Spatially resolved transcriptomics represents an advancement in biological research, offering a new way to understand gene activity. This field focuses on transcriptomics, the study of RNA molecules within cells and tissues. The “spatially resolved” aspect means it determines precisely where in a tissue specific genes are active, providing location-specific insights. This technology is changing how scientists view biological processes, revealing details previously hidden by traditional methods. It allows for an enhanced understanding of cellular function and interaction within their native environments.
The Importance of Spatial Information in Biology
Understanding where genes are active within a tissue or cell is important for understanding biological function. Traditional methods, such as bulk RNA sequencing, analyze gene expression by grinding up tissue samples, averaging gene activity across millions of cells. This loses all information about the original location of gene expression. Imagine trying to understand a bustling city by only analyzing its total economic output or population numbers without knowing where specific businesses, neighborhoods, or services are located.
Just as different neighborhoods in a city have distinct functions, cells within a tissue perform specialized roles that depend on their immediate surroundings and neighboring cells. A cell’s behavior, gene expression, and fate are influenced by its position and microenvironment. Without spatial context, researchers cannot discern how cellular interactions contribute to tissue function or disease progression. This loss of positional information can obscure biological insights into complex processes like organ development, disease pathology, or responses to therapy.
Unveiling Gene Activity in Its Location
Spatially resolved transcriptomics aims to overcome the limitations of bulk analysis by mapping gene expression back to its original tissue location. The principle involves preserving tissue architecture while capturing its RNA content. A common approach uses a thin, often frozen, tissue section to maintain cellular integrity. RNA molecules are then captured, preserving their spatial origin.
Different technologies achieve this spatial mapping. Some methods place the tissue section onto a surface with microscopic spots, each containing unique DNA barcodes. These barcodes attach to RNA molecules from overlying cells, tagging them with a specific location. After capture and barcoding, RNA is extracted and sequenced using standard technologies. Computational tools then reassemble the gene expression data, correlating each RNA molecule back to its precise location based on its unique barcode.
Transforming Our Understanding of Biology
Spatially resolved transcriptomics is transforming our understanding across biological fields by providing spatial context. In the study of disease mechanisms, this technology has been instrumental in dissecting cellular landscapes of tumors. For example, it identifies distinct cell populations within a tumor’s microenvironment, revealing how cancer cells interact with immune cells or stromal cells in specific regions, which can inform targeted therapies. In neurodegenerative diseases, SRT helps pinpoint affected brain regions and cell types undergoing detrimental changes, offering new avenues for understanding disease progression and therapeutic intervention. For infectious diseases, it illustrates how pathogens interact with host cells in specific tissue compartments, showing precise cellular responses to infection.
The technology also provides insights into developmental biology, allowing scientists to track gene expression changes during embryonic development with spatial precision.

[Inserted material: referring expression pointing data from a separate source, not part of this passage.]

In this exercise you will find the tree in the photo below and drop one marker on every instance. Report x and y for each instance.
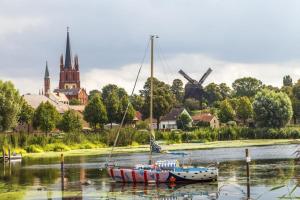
(122, 108)
(70, 122)
(26, 114)
(95, 112)
(177, 90)
(191, 104)
(137, 102)
(246, 86)
(46, 117)
(244, 109)
(213, 93)
(225, 90)
(296, 89)
(272, 109)
(163, 99)
(287, 81)
(74, 102)
(10, 105)
(112, 104)
(226, 112)
(183, 121)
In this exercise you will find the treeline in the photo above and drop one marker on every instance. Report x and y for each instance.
(104, 107)
(248, 102)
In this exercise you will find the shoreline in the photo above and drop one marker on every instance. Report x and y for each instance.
(171, 147)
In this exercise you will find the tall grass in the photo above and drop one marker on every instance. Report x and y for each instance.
(130, 136)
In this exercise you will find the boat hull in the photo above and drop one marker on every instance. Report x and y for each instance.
(128, 175)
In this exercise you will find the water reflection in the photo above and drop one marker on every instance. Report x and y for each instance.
(41, 179)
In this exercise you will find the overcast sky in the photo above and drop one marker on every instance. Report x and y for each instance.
(235, 38)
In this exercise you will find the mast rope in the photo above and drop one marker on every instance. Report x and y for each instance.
(132, 92)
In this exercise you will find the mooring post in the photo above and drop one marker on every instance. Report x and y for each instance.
(9, 153)
(3, 154)
(62, 171)
(248, 160)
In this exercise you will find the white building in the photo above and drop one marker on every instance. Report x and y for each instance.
(169, 120)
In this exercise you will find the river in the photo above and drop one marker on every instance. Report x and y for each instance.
(271, 167)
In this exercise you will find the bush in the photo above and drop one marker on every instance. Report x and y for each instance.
(141, 137)
(34, 149)
(57, 147)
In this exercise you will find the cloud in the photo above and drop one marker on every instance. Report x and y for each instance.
(10, 25)
(195, 65)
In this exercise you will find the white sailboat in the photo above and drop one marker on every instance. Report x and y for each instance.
(161, 171)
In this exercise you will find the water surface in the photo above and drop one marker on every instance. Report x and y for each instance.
(271, 166)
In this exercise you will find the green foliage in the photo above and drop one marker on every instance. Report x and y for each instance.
(124, 102)
(142, 125)
(26, 113)
(215, 92)
(272, 109)
(46, 117)
(226, 112)
(95, 112)
(191, 104)
(183, 121)
(202, 124)
(34, 149)
(296, 90)
(163, 99)
(177, 90)
(111, 101)
(10, 106)
(246, 86)
(71, 122)
(116, 101)
(57, 147)
(75, 102)
(244, 109)
(137, 102)
(287, 81)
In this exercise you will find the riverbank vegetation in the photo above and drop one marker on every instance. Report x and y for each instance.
(132, 138)
(250, 110)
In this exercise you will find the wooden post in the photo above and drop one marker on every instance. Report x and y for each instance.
(3, 154)
(9, 153)
(62, 171)
(248, 160)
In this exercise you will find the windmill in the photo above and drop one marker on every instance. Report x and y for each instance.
(194, 89)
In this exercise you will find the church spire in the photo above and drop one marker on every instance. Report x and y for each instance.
(68, 56)
(47, 71)
(47, 81)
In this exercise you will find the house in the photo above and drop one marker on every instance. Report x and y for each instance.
(34, 100)
(58, 97)
(208, 118)
(169, 120)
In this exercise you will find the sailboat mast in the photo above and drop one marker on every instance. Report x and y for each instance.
(152, 134)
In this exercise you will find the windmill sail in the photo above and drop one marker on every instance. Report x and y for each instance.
(155, 147)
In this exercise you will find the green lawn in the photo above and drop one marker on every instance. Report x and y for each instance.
(182, 146)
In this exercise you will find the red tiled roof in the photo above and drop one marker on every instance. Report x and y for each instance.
(138, 116)
(173, 114)
(204, 117)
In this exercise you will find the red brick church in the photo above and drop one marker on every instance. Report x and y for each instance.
(69, 77)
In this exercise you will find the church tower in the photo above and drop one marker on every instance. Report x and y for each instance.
(47, 81)
(69, 71)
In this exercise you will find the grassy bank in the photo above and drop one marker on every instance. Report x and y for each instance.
(171, 147)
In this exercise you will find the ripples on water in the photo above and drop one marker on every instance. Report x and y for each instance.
(40, 178)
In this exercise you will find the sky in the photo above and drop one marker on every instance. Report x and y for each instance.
(235, 38)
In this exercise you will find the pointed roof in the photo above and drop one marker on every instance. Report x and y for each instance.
(68, 56)
(47, 71)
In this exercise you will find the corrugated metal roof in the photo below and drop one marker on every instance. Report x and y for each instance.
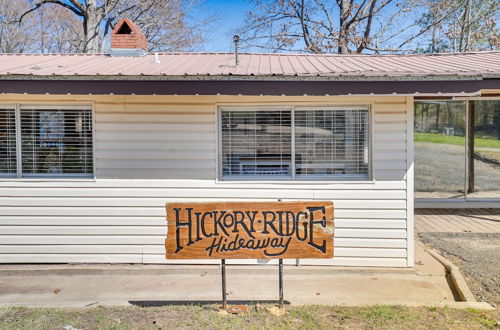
(483, 64)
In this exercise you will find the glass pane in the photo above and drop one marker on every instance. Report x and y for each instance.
(486, 175)
(8, 166)
(440, 149)
(56, 142)
(256, 144)
(331, 143)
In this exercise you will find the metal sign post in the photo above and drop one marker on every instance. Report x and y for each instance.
(224, 294)
(281, 282)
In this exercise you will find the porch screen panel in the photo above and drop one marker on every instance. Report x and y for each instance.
(56, 142)
(331, 143)
(8, 163)
(256, 144)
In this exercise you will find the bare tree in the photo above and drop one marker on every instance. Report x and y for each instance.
(163, 21)
(454, 26)
(356, 26)
(314, 25)
(14, 38)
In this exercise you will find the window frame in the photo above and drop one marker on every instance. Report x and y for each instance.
(368, 106)
(19, 176)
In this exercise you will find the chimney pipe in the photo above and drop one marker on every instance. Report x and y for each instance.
(127, 39)
(236, 40)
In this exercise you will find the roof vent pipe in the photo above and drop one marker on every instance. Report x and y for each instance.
(236, 40)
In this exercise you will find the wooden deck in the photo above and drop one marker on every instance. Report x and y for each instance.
(457, 220)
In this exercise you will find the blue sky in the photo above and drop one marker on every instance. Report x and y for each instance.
(231, 14)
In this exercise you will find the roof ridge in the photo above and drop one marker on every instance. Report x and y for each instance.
(270, 54)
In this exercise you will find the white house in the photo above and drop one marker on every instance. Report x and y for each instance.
(93, 146)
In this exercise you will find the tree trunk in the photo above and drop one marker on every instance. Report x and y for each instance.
(91, 26)
(343, 33)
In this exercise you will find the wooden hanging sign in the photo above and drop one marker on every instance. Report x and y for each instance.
(249, 230)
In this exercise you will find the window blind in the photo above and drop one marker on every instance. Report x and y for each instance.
(56, 142)
(8, 164)
(256, 143)
(331, 143)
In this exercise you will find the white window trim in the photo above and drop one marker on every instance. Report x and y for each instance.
(52, 177)
(369, 179)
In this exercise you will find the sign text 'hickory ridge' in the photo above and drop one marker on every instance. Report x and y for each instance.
(250, 230)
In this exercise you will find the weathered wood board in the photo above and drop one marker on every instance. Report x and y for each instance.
(249, 230)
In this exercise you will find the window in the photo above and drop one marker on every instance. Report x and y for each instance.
(51, 141)
(299, 143)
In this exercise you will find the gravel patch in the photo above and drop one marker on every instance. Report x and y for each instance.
(477, 254)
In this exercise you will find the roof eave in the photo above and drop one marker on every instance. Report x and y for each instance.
(272, 77)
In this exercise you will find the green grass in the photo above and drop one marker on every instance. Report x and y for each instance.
(207, 317)
(455, 140)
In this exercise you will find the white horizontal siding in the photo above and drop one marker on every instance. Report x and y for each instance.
(151, 154)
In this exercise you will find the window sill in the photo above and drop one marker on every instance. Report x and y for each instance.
(295, 182)
(47, 178)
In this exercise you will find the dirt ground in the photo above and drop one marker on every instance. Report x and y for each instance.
(478, 256)
(207, 317)
(441, 167)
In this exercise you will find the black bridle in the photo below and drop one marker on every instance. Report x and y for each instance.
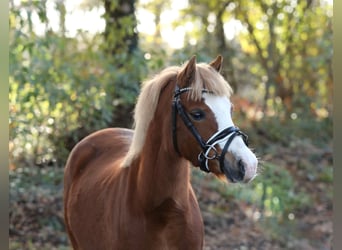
(227, 134)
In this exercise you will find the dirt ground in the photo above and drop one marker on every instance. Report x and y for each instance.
(36, 215)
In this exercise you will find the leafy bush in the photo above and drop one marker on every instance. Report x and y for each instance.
(61, 89)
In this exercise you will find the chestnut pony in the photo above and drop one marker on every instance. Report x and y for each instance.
(130, 189)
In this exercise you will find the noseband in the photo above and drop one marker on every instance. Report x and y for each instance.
(209, 151)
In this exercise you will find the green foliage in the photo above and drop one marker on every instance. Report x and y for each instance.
(61, 85)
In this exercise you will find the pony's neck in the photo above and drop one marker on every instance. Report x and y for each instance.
(162, 173)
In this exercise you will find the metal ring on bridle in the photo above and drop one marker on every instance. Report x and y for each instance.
(227, 134)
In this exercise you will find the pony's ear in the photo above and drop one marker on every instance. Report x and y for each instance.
(217, 63)
(187, 75)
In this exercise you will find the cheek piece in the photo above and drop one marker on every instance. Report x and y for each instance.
(209, 151)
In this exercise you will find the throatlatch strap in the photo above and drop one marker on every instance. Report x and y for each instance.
(203, 157)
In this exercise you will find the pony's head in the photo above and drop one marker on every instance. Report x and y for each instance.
(203, 130)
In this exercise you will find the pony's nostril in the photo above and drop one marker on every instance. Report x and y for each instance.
(241, 167)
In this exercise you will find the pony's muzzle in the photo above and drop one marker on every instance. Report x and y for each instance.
(239, 170)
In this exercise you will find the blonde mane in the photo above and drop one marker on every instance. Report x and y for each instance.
(206, 78)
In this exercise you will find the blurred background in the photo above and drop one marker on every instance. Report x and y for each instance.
(76, 67)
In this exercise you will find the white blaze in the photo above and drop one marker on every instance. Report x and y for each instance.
(221, 107)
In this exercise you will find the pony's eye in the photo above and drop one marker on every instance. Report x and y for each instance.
(197, 114)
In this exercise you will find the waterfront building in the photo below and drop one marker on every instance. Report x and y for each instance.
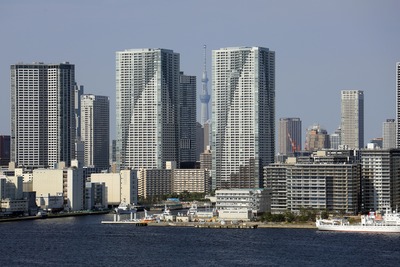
(42, 114)
(191, 180)
(377, 141)
(317, 138)
(380, 178)
(147, 92)
(389, 134)
(204, 96)
(199, 139)
(67, 182)
(11, 187)
(330, 180)
(335, 139)
(95, 196)
(187, 117)
(122, 186)
(95, 130)
(154, 182)
(352, 120)
(206, 159)
(4, 150)
(243, 113)
(398, 104)
(289, 135)
(242, 203)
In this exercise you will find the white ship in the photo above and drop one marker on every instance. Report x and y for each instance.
(388, 223)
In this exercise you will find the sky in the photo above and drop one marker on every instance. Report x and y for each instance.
(322, 47)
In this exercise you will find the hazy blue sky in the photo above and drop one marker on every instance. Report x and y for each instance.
(321, 47)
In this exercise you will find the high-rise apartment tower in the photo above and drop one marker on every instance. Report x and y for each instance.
(352, 122)
(389, 134)
(147, 86)
(95, 130)
(187, 112)
(398, 105)
(289, 135)
(42, 114)
(204, 97)
(243, 112)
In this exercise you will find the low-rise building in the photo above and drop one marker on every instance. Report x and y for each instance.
(191, 180)
(380, 178)
(122, 186)
(240, 200)
(95, 196)
(328, 180)
(154, 182)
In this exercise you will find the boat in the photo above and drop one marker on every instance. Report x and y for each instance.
(125, 208)
(192, 211)
(373, 222)
(147, 218)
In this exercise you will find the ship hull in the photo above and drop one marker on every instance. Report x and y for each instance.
(360, 228)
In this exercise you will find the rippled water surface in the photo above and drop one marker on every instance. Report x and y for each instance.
(84, 241)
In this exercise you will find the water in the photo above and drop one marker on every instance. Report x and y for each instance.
(84, 241)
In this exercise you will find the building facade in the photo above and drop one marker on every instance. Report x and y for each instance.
(187, 117)
(5, 146)
(42, 114)
(235, 203)
(398, 104)
(191, 180)
(380, 178)
(147, 85)
(389, 134)
(95, 130)
(154, 182)
(329, 181)
(243, 112)
(352, 120)
(289, 135)
(317, 138)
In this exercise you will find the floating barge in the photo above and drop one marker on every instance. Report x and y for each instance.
(132, 220)
(227, 226)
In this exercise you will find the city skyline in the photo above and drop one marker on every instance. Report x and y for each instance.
(318, 55)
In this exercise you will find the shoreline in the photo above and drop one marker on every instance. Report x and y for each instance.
(52, 216)
(254, 225)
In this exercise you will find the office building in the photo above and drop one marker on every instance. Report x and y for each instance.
(352, 120)
(95, 130)
(187, 117)
(42, 114)
(389, 134)
(289, 135)
(243, 113)
(147, 86)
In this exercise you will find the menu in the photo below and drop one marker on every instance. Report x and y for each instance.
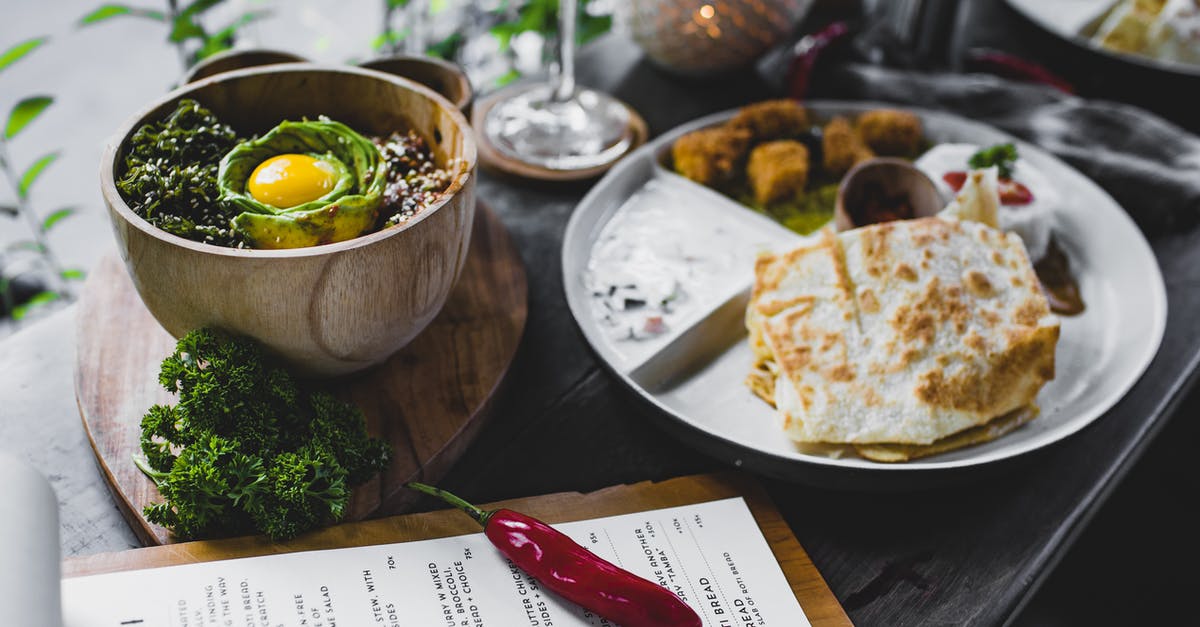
(712, 555)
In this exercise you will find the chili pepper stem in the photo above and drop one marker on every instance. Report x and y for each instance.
(478, 514)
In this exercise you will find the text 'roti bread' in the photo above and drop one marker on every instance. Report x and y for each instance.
(900, 333)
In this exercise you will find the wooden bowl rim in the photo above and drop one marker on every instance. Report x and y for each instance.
(112, 196)
(202, 67)
(450, 69)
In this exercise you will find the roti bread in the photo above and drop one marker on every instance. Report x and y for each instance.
(900, 333)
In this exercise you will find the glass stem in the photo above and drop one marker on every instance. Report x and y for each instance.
(567, 21)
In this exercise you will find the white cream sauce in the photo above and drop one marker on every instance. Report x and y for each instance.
(666, 258)
(1033, 221)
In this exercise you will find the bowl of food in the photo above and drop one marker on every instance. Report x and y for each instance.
(323, 210)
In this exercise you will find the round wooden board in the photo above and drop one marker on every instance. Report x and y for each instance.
(492, 159)
(429, 400)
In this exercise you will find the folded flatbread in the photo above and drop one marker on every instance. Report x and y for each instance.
(900, 333)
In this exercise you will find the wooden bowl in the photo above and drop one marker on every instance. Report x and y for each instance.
(893, 177)
(231, 60)
(444, 77)
(331, 309)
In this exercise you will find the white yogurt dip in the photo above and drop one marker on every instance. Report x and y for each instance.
(1032, 221)
(669, 256)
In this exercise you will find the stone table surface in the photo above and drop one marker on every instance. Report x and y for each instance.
(953, 555)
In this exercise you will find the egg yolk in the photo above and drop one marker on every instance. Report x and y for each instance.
(288, 180)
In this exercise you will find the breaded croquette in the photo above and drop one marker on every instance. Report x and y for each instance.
(891, 132)
(773, 119)
(778, 169)
(711, 156)
(841, 147)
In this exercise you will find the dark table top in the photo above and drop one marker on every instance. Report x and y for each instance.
(967, 554)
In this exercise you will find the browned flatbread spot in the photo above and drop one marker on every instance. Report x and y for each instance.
(976, 435)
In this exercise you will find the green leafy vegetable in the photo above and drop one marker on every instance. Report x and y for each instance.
(1002, 156)
(358, 192)
(37, 300)
(17, 52)
(109, 11)
(25, 112)
(171, 174)
(55, 216)
(34, 172)
(247, 448)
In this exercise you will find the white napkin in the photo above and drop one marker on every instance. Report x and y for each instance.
(29, 548)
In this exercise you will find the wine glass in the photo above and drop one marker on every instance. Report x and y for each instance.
(558, 125)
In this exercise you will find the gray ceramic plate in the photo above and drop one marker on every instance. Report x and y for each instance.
(1073, 19)
(694, 374)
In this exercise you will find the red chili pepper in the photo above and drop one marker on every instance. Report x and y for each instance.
(571, 571)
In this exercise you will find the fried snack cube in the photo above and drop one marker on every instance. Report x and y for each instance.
(773, 119)
(891, 132)
(711, 156)
(841, 147)
(778, 169)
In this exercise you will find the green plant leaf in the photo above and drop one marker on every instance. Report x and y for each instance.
(507, 77)
(25, 112)
(13, 54)
(25, 244)
(53, 219)
(447, 48)
(40, 299)
(504, 33)
(185, 29)
(109, 11)
(592, 27)
(30, 175)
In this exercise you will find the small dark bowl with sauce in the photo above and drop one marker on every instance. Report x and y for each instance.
(881, 190)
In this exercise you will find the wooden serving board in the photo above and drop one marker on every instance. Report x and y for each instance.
(429, 400)
(810, 589)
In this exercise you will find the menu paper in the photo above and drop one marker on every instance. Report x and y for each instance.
(712, 555)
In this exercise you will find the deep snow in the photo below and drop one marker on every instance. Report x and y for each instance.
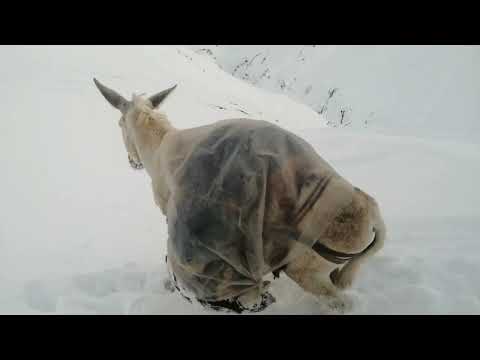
(80, 232)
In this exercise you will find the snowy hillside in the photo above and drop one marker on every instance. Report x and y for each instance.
(411, 90)
(79, 232)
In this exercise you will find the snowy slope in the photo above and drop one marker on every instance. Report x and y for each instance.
(411, 90)
(80, 232)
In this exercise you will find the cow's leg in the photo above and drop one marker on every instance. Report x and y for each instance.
(344, 278)
(311, 272)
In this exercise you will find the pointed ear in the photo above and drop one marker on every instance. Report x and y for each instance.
(114, 98)
(157, 99)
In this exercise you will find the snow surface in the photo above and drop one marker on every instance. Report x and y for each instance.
(410, 90)
(79, 231)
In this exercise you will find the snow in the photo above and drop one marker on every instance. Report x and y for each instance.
(80, 233)
(410, 90)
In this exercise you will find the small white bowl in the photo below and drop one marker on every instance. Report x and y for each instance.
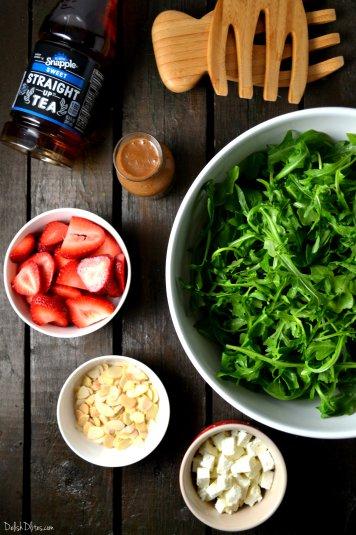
(19, 304)
(96, 453)
(246, 517)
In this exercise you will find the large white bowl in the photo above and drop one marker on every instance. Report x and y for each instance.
(36, 225)
(299, 417)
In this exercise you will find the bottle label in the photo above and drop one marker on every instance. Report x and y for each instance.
(60, 86)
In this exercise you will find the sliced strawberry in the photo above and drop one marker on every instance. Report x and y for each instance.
(68, 276)
(67, 292)
(86, 310)
(112, 288)
(120, 271)
(22, 250)
(110, 246)
(27, 281)
(83, 238)
(46, 266)
(95, 272)
(45, 309)
(59, 259)
(52, 235)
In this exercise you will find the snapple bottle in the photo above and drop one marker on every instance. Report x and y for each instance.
(56, 101)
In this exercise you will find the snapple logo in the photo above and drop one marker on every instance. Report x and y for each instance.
(61, 61)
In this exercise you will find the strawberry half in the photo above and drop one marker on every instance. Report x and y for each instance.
(95, 272)
(67, 292)
(112, 288)
(45, 309)
(27, 281)
(46, 266)
(83, 238)
(52, 235)
(110, 246)
(120, 271)
(68, 276)
(22, 250)
(60, 261)
(86, 310)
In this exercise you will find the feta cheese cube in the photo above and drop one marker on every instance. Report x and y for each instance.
(244, 484)
(196, 463)
(203, 495)
(224, 464)
(220, 505)
(243, 438)
(232, 496)
(217, 439)
(242, 465)
(266, 480)
(203, 477)
(256, 469)
(208, 447)
(266, 460)
(208, 461)
(228, 446)
(254, 495)
(239, 452)
(217, 487)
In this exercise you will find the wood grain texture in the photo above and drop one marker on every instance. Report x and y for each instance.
(13, 180)
(71, 495)
(151, 500)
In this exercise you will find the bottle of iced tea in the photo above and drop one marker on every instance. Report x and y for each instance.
(52, 111)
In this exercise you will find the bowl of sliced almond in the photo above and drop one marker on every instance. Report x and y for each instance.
(113, 411)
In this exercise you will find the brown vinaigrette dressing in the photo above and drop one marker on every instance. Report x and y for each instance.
(144, 166)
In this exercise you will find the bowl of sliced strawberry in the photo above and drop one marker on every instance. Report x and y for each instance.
(67, 272)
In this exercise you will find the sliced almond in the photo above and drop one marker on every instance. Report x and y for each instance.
(104, 409)
(137, 417)
(152, 413)
(120, 444)
(108, 441)
(137, 391)
(113, 426)
(84, 408)
(126, 401)
(86, 427)
(144, 404)
(97, 422)
(83, 392)
(87, 381)
(95, 432)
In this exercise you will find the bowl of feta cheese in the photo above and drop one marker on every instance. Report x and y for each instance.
(233, 477)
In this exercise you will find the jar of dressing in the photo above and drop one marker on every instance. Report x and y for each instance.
(144, 167)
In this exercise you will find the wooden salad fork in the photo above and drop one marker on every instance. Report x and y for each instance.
(181, 42)
(283, 18)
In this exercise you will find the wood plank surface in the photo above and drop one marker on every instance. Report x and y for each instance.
(13, 180)
(151, 500)
(60, 489)
(71, 495)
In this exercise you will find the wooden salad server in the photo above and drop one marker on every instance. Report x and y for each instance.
(283, 18)
(181, 43)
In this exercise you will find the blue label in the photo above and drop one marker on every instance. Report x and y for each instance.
(61, 86)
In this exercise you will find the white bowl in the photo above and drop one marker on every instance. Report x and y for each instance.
(20, 305)
(298, 417)
(96, 453)
(246, 517)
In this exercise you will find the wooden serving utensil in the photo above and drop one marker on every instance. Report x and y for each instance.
(181, 43)
(283, 17)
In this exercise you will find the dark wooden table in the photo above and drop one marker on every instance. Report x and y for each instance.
(41, 479)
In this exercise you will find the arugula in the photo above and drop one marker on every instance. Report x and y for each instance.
(273, 275)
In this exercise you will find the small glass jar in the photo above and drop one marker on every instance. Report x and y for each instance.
(144, 167)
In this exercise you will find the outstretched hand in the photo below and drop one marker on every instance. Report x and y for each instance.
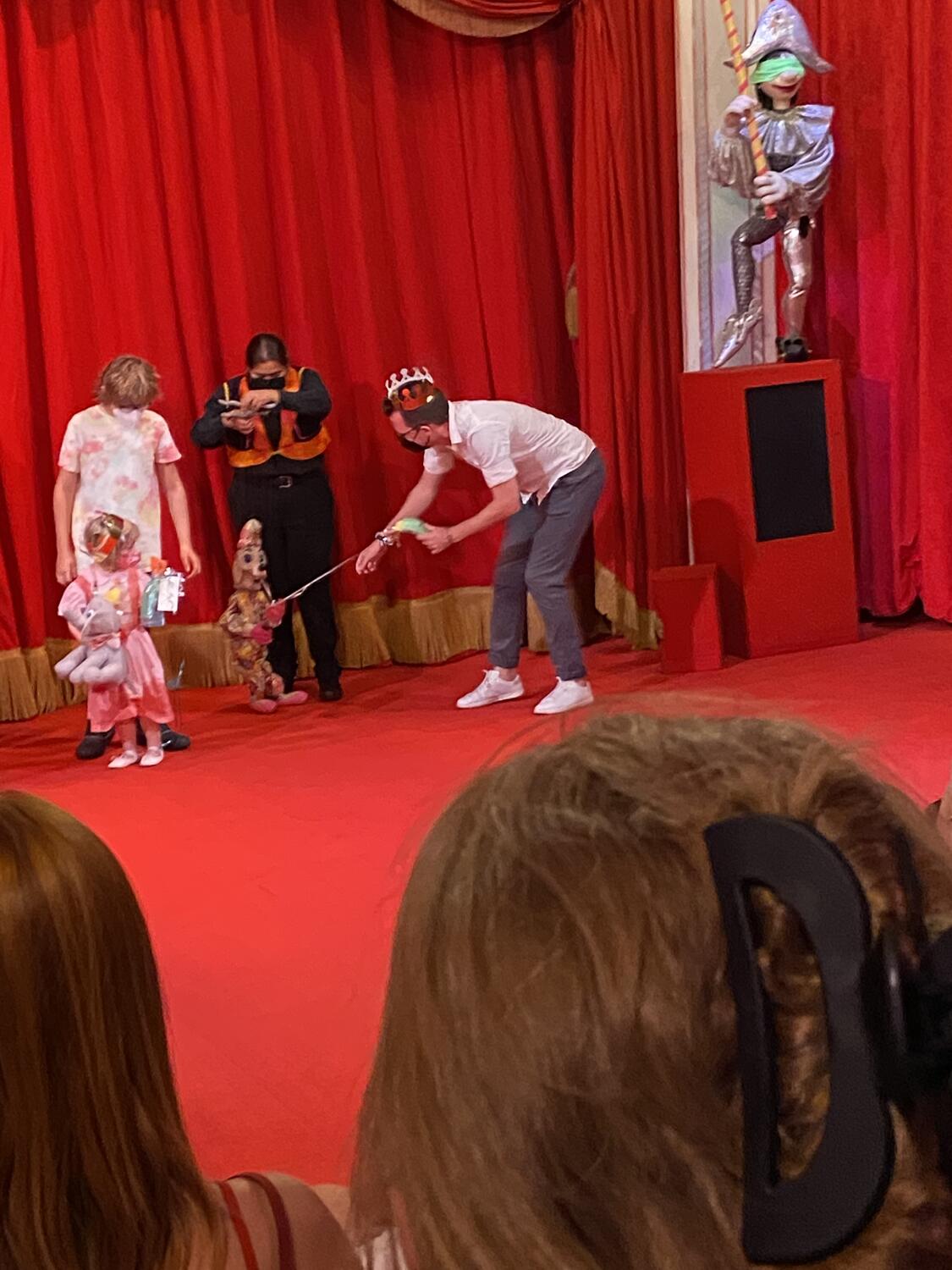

Researchers observe how different cell types emerge and organize to form complex tissues and organs, understanding the gene programs that dictate cellular differentiation and tissue patterning. This capability offers a dynamic view of developmental processes that was previously unattainable.
SRT contributes to understanding the normal functioning of complex organs. By mapping cell types and their activities within organs like the brain, kidney, or liver, researchers gain a comprehensive view of how these organs perform their specialized functions. For instance, in the brain, it reveals the spatial organization of neuronal circuits and glial cells, elucidating how different brain regions contribute to specific functions. This detailed spatial information is reshaping our understanding of healthy tissue physiology and providing a basis for identifying deviations in disease states.
References
1. Rodriques, S. G., et al. “Slide-seq: A scalable technology for spatially resolved transcriptomics enables spatial cell type and gene expression profiling.” Science 363, no. 6434 (2019): 1463-1469.
2. Baccin, C., et al. “Spatial transcriptomics reveals the molecular architecture of the human brain.” Nature Biotechnology 40, no. 3 (2022): 403-415.
3. Longo, S. K., et al. “Single-cell and spatial transcriptomics reveal the molecular landscape of mouse gastrulation.” Nature 606, no. 7915 (2022): 929-936.